Later evidence further suggests that Smith was already at this time trying to hammer out a theological basis for an eventual turn to open polygamy. Joseph B. Noble, a close friend of the Mormon leader, later related that Smith had become convinced of the legitimacy of polygamy “while . .. engaged in the work of translation of the Scriptures.” Orson Pratt, noted Mormon missionary and apostle, also pointed to early 1832 as the time when Smith told certain individuals that “the principle of taking more wives than one is a true principle, but the time had not yet come for it to be practiced.”
Four points, then, suggest that JST Romans 7 may reflect this same concern: (1) the parallel argumentation in the letter to Nancy Rigdon ten years later; (2) the evidence implying that Smith was involved in various extramarital liaisons in that year, behavior that could be described as “evil which I would not DO UNDER THE LAW”; (3) the later testimony of friends pointing on the one hand to 1832 and on the other to the time of the production of the JST as when Smith began to formulate his reasons for an eventual return to open polygamy; and (4) the overall restorational focus of JST Romans 7 itself.
Conclusion
Joseph Smith’s rendition of Romans 7 offers little in terms of real insight into Paul’s meaning, and Smith’s “restorations” bring us no closer to the form of the text as it “came from the pen of the original writers.” Still it provides an interesting window to understanding the passage as it was debated in the early decades of the nineteenth century and to the Mormon prophet himself; his developing teaching and character, and his methods and motives for producing the JST. Whatever else might be said, one of the secrets of Smith’s success was his ability to focus the attention of followers around some revelational project; thereby keeping the sense of eschatological expectation high.

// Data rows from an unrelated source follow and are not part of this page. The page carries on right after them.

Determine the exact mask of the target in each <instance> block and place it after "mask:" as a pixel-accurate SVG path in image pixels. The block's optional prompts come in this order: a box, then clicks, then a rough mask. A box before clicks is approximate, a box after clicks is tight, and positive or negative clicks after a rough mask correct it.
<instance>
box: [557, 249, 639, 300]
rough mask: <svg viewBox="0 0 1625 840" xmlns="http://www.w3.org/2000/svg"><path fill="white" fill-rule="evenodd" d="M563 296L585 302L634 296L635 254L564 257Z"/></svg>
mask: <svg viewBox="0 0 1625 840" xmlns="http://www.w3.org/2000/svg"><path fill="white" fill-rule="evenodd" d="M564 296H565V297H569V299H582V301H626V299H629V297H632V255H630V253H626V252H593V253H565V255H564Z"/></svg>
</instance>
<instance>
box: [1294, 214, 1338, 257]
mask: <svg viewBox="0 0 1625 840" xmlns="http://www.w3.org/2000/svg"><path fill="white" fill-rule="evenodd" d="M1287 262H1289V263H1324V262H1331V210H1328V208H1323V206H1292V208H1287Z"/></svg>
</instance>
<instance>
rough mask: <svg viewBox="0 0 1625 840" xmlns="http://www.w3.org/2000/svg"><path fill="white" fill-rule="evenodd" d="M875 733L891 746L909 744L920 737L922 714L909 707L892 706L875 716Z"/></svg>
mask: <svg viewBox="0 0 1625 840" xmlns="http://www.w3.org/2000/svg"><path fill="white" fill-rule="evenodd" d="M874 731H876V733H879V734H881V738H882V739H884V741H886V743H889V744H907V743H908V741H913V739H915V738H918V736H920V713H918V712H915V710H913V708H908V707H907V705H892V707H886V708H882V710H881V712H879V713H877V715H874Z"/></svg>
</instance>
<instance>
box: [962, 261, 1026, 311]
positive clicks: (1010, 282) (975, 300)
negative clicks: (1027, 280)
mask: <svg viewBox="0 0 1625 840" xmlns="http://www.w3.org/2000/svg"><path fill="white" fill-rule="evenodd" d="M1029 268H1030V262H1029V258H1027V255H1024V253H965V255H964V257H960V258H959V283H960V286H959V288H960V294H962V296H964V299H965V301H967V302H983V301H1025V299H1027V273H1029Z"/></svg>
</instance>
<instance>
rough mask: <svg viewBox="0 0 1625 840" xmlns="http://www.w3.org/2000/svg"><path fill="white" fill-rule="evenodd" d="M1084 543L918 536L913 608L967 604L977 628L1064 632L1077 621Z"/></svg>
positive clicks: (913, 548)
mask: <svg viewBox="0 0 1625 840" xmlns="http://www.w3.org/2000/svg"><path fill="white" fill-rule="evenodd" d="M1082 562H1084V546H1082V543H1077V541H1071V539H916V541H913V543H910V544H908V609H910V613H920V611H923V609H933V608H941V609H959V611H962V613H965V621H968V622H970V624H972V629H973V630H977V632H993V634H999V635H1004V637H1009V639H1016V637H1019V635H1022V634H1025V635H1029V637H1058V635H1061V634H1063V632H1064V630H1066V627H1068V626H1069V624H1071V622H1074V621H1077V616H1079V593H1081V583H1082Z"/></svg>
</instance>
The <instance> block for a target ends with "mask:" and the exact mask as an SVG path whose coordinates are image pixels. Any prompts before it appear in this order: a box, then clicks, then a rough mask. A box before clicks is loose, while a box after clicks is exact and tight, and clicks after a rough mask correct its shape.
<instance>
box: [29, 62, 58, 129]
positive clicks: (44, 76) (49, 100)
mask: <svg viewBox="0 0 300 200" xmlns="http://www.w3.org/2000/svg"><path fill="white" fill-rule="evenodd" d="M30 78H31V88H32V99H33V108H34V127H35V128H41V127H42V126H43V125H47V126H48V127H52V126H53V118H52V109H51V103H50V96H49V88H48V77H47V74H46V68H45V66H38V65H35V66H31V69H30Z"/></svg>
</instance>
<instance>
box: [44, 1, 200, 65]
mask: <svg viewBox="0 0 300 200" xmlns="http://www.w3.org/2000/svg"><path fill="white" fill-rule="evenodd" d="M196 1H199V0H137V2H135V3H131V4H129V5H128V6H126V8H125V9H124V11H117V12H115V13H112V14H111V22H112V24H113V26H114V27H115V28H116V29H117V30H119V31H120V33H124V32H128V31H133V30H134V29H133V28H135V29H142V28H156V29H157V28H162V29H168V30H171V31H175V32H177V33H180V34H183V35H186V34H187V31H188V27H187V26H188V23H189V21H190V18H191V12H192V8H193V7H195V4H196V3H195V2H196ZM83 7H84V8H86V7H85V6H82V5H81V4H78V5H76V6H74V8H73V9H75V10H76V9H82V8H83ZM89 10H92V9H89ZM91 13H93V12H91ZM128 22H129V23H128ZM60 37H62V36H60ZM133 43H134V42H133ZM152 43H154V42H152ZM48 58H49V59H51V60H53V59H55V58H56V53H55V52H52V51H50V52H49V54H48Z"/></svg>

The first such project, of course, was the Book of Mormon. The JST followed quickly in June 1830, only two months after the organization of the church. Romans 7 provided a special opportunity in this regard. Not only was Smith able to rule authoritatively in a passage that had been debated for centuries (with the inevitable consequence of increasing his prestige in the eyes of his followers) but at the same time he was able to use the occasion to create a “biblical basis” for his own restorationist program through the “clarification” of obscurities in this difficult chapter.